Voyage Metz-Moûtier. Florilège. // Je sais pas si ça sent le club sandwich jambon-emmental ou le pet. / Symphonie de papier alu. Vibrato mezzo de sac plastique. Prélude de sachet congel en La Mineur. Il est midi dans le TER. / Affamée, un homme m’a nourri de chips au fromage et d’un quart de clémentine. Il m’a dit « si j’avais su j’aurais partagé mon sandwich avec vous ». Ça m’a émue. Avant de partir je lui ai offert un poème d’Aragon. / Derrière chaque baie vitrée de pavillon il y a une femme débordée qui plie son linge. / DÉBORDÉE. Comme un lit foutraque aux draps froissés dans une chambre pas aérée. / Et donc faire son lit tout en étant débordée soi-même est-ce que ça créée pas un big bang quelque part dans le cosmos ? / J’ai un certain talent pour le manque d’ambition et bac+35 en yaourt franglais. / Vu à la gare deux victimes innocentes aux manteaux mouchetés de fientes. Les oiseaux en Savoie ils sont pas venus pour enfiler des perles. / À la sortie du quai y avait un homme avec une pancarte à la main qui attendait quelqu’un. J’ai lu Partouze. Je me suis dit, tiens original, c’est par où ? J’ai relu. C’était écrit Partouche.
Yodel impudique // Chez Justine la salle de bain donne les alpes en spectacle. Douche avec vue. Il y a dans ces montagnes les échos de mes seins seins seins seins.

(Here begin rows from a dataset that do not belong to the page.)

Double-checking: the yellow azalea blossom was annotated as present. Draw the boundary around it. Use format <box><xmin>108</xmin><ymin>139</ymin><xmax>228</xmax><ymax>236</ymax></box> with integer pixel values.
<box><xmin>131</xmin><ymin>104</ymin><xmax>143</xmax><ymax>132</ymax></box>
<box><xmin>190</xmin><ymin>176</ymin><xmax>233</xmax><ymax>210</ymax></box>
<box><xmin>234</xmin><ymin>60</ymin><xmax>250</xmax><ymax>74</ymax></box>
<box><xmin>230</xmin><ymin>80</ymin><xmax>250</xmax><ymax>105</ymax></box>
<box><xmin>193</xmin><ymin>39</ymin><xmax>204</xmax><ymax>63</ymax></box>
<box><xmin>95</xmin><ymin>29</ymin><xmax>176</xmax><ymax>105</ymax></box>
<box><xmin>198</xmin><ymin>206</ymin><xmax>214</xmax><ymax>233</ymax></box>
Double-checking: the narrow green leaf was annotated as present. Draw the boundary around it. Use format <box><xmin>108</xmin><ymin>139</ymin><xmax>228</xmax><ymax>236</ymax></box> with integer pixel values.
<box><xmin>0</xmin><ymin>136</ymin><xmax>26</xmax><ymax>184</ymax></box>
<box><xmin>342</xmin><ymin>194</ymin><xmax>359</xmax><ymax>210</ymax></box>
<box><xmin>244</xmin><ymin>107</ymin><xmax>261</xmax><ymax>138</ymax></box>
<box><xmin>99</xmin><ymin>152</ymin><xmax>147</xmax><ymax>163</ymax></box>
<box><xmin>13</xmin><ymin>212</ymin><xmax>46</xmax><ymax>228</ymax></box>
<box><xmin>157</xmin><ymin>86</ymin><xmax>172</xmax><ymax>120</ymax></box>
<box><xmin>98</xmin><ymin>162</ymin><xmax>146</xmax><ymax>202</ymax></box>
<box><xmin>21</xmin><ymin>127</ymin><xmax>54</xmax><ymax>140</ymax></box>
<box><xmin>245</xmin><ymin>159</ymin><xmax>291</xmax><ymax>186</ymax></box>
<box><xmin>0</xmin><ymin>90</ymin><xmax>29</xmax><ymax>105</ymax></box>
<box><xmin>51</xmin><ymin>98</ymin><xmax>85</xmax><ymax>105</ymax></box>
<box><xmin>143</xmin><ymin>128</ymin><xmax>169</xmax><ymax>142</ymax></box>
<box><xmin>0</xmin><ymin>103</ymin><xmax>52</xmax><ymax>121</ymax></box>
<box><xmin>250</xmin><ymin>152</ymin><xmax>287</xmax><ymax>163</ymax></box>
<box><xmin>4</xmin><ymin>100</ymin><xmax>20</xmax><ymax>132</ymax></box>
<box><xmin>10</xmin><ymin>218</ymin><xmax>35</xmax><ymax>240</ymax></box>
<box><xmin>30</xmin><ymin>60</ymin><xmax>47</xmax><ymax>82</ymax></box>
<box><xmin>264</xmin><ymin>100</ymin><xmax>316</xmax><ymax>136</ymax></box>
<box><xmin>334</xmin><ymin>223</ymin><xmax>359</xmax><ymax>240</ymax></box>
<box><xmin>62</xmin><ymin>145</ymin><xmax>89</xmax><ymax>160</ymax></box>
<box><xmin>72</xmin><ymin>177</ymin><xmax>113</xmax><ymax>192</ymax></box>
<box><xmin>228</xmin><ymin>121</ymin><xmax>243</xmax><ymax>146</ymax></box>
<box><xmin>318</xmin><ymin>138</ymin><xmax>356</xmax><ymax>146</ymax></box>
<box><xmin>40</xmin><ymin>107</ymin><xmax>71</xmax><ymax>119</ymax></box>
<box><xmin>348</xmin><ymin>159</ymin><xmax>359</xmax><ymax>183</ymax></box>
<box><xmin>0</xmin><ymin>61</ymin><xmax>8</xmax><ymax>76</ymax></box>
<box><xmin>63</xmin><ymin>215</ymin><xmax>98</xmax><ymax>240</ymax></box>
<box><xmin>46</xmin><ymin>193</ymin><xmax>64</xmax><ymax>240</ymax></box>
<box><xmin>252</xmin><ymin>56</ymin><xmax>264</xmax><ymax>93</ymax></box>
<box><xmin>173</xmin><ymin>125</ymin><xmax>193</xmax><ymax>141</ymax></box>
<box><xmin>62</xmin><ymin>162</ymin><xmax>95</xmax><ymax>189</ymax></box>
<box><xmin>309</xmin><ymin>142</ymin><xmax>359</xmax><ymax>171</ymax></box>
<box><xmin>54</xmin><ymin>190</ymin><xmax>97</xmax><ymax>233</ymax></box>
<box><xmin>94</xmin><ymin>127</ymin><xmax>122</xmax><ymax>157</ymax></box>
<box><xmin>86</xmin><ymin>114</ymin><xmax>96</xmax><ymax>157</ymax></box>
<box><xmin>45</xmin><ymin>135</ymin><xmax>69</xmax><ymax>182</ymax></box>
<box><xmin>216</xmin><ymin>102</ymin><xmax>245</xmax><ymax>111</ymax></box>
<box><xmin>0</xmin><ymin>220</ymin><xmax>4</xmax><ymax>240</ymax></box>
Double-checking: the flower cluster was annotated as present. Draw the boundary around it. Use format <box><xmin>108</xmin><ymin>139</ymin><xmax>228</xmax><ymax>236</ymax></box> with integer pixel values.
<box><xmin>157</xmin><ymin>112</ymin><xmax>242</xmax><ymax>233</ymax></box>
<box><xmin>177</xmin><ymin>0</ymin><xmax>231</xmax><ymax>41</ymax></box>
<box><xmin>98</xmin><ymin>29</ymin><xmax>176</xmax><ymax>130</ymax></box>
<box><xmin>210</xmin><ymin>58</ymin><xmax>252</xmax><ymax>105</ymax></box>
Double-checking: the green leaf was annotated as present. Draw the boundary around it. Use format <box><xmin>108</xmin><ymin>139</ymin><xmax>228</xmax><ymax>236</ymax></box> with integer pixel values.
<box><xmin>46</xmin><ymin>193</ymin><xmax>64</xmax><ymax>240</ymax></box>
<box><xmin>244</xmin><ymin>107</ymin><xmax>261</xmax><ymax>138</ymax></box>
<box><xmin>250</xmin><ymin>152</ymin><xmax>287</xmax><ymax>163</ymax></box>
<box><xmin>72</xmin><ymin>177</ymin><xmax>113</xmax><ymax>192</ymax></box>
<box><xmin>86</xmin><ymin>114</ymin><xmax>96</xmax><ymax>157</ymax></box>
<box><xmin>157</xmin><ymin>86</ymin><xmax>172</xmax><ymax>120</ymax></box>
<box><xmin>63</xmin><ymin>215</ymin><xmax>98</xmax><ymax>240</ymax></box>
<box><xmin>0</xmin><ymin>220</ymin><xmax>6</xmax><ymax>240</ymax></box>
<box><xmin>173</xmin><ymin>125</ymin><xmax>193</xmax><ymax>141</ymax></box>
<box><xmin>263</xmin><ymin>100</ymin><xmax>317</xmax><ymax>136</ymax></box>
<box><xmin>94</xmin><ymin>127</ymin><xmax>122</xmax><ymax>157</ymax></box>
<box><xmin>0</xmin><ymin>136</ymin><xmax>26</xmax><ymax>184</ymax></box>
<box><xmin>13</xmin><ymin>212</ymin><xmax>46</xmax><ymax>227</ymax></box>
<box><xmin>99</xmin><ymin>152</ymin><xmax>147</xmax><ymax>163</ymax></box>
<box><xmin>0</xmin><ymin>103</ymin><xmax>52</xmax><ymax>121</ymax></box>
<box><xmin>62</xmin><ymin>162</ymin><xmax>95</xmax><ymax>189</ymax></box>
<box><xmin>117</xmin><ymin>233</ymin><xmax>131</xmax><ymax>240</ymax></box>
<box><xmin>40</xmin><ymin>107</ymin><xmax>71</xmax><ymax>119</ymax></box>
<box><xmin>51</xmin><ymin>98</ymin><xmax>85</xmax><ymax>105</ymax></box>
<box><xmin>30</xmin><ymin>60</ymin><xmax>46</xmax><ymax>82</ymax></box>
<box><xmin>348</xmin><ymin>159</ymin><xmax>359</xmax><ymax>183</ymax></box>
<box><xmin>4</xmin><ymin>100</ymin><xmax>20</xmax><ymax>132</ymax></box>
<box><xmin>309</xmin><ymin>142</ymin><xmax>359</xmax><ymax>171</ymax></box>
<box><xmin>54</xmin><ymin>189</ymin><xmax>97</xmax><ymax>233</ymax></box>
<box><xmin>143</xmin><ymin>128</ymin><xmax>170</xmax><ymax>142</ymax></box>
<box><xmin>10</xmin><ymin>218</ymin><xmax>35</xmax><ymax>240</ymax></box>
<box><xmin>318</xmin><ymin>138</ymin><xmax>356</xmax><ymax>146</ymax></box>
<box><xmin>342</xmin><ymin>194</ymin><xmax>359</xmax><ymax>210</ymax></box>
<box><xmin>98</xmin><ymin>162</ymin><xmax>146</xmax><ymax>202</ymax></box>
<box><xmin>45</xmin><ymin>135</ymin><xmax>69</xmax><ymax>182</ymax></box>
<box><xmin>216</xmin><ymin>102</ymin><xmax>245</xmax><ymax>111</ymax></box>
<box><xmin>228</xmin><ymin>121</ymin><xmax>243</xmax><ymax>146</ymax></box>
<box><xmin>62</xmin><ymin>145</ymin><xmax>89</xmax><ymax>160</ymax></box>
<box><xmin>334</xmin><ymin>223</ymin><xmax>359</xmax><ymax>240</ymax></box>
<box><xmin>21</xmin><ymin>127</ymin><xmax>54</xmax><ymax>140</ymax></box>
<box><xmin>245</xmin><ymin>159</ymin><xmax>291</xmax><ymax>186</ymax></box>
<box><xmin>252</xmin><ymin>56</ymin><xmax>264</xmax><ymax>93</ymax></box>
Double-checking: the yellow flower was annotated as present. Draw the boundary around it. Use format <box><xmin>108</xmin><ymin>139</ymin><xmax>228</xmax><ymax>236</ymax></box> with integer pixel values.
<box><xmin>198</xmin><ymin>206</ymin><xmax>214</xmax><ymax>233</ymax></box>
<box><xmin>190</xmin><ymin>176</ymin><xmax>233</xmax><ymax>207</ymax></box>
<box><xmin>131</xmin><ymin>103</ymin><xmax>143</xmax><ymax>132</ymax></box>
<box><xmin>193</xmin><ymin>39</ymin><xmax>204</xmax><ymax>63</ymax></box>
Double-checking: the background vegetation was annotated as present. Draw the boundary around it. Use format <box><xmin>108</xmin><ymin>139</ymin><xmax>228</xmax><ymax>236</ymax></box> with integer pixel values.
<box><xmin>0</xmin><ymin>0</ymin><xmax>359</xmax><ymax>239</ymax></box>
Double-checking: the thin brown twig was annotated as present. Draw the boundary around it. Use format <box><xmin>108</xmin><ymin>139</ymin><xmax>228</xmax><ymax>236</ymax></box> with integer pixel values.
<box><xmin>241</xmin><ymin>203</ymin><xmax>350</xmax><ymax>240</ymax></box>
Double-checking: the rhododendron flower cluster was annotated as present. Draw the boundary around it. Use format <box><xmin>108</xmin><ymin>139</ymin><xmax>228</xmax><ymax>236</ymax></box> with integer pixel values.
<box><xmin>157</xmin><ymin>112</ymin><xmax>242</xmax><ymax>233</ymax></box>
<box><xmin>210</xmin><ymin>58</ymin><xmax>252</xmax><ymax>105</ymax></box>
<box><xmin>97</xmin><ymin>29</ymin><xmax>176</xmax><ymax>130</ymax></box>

Comme Bukowski // L’autre soir chose rare j’étais seule. Conjoint sorti. Enfant au lit. Seule je vous dit. J’avais imaginé que, portée par une inspiration transcendante, j’allais me poser à la table de la cuisine et écrire des choses épatantes. Erreur d’égo. Mauvaise appréciation de mon potentiel intellectuel. Rien n’est sorti. J’avais les mots coincés sous les ongles. Après de longues minutes à fixer mon carnet dans le blanc de la page j’ai eu une idée lumineuse (aux premiers abords). Je me suis dit : « Bois. Fous-toi un caisson comme Gainsbourg et Bukowski savent le faire, tu verras sur un malentendu ça peut faire des merveilles. Enivrée par les degrés somme toute élevés d’une bouteille piochée au pif (pardon chéri j’espère que c’était pas ton whisky japonais) ta colère et ce qu’elle peut générer de beauté resurgiront du vide comme autant d’éclats de génie. »Que dalle, nada, que tchi, walou, chipette. J’ai fixé la crédence gris-moche avec un air d’imbécile finie pendant un temps qui, lui, m’a semblé infini. J’ai fumé 8 clopes (pardon maman). J’ai oublié de manger. J’ai écrit un poème qui n’était pas de moi. Bref. Je me suis couchée à 22h -thug life-, ivre et parfaitement affamée. La vie de bohème. Le Goncourt les gars c’est pas pour demain. Note à mon père parfois trop 1er degré qui je le sais me lis : rassure-toi j’ai bu un verre de pinard et un autre de digestif. Il faut mettre de la distance entre ce que je vis et ce que j’écris. Sans emphase j’aurais rien à dire. Je t’aime. Note à ma mère : Non je fume plus, promis j’ai arrêté. Je t’aime. Note bis à mon père : Oui bon t’étais pas au courant mais quand je bois je fume. La plupart du temps, c’est à dire quand je ne suis pas avec vous. Et comme je bois tous les jours ma mère s’inquiétait de mon tabagisme. Note à mon père bis bis : Mais non allez tu sais que je bois pas tous les jours. Un sur deux. C’est tout. Note à mes parents : laissez-moi tranquille à la fin.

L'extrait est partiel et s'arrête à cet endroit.